# b13 skyline tails



## sentra94casper (Jul 4, 2002)

http://www.sr20forum.com/showthread.php?t=56299



go there to check em' out....


----------



## Liquider (Nov 8, 2003)

any chance on telling me how much they are and where i can get these at?? im starting to pursue making my b13 look good, i'll post pics soon...i have a dent and some paint issues which i would like to know how to get fixed


----------



## sno (Oct 4, 2002)

he's custom making them, you get them from him.


----------



## andre (Apr 30, 2002)

He's also working on some for the B14 too if anyone wants them. Just a heads up.


----------



## '98200SXse (May 1, 2003)

I think these are awesome and we 200sx drivers need something like these very badly! Only problem i have is like everyone else, with the inner tails, because the 200sx's have both the inner and outter tails. Also, remember the 98's are a lil different than the 95-97 200's, so remember that also. I can guarantee you will sell alot of these if you can get some going for the 200 and b-14/b-15 sentra drivers.


----------



## 1CLNB14 (Apr 30, 2002)

Hmm, looks just about as good as ScorchN200SX's work. :thumbup:


----------



## SentraXERacer (Oct 7, 2002)

very nice, but as with all custom lights, they are not DOT approved... I see some people getting tickets for these tails. Would it be possibe to be sued if rear ended when not using approved tail lights?


----------



## Token Moron (Mar 28, 2003)

SentraXERacer said:


> very nice, but as with all custom lights, they are not DOT approved... I see some people getting tickets for these tails. Would it be possibe to be sued if rear ended when not using approved tail lights?

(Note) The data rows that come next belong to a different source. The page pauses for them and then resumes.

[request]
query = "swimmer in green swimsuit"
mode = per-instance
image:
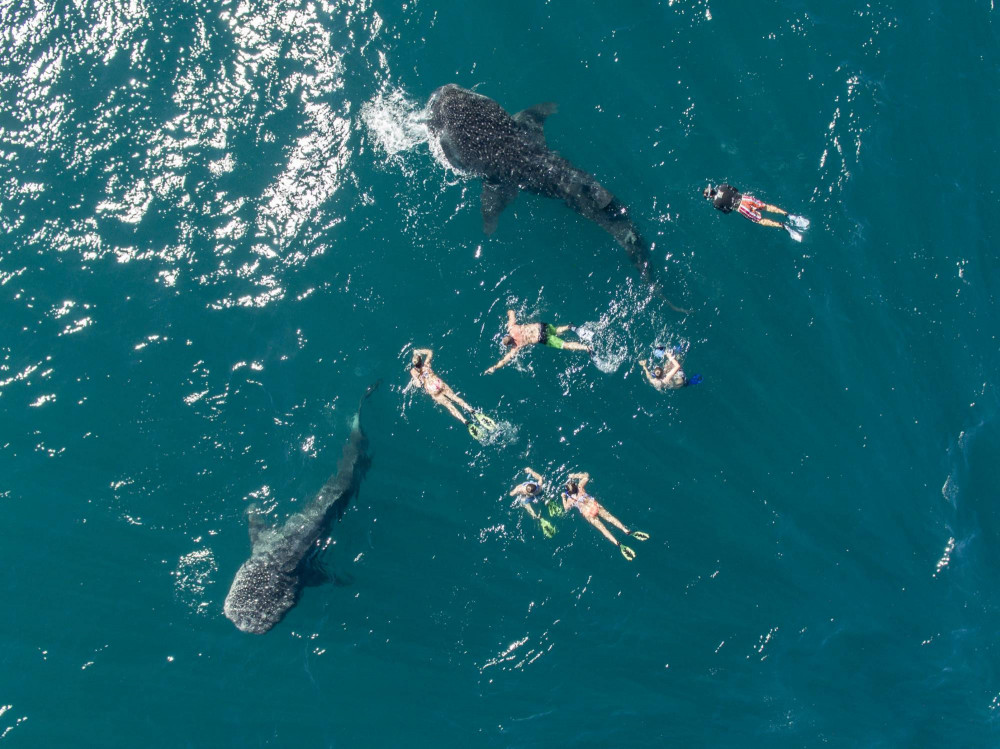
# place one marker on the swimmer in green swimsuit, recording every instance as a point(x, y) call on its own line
point(522, 335)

yea, my thoughts exactly, my smoked tail lights are not exactly street legal....but i was curious to know about the legal part if u get rear ended, i heard that with altezzas if u get rear ended, u can pretty much lose the case.


----------



## sno (Oct 4, 2002)

AjRaCeR805 said:


> yea, my thoughts exactly, my smoked tail lights are not exactly street legal....but i was curious to know about the legal part if u get rear ended, i heard that with altezzas if u get rear ended, u can pretty much lose the case.


for tail lights to be legal in oregon all they need to do is have red reflective lenses. altezzas have those, therefore they're legal. no need for DOT approval. but, as sketchy as the courts can be... i guess you never can tell.


----------



## 1CLNB14 (Apr 30, 2002)

If he's using the same style lights that ScorchN200SX has used, they are 100% DOT legal.


----------



## blazin_injun (Mar 14, 2003)

*finally..skyline tails.. ..yea!!*

..they look [email protected] :thumbup: ..not too sure about them reverse lights thou.. hmm..


----------



## jammo (Aug 21, 2002)

damn.
these look good.
very clean and subtle while still standing out from the crowd.
i wouldnt mind covering the center light pieces.
in fact, i was thinking of even MISbadging my SE-R.
get a shoddy looking XE badge from the junkyard and stick it on my car ... that way, the Honda guys would be like _OMG DOOD! YOU GOT KILLED BY A XE!_

awesome lights mod!!


----------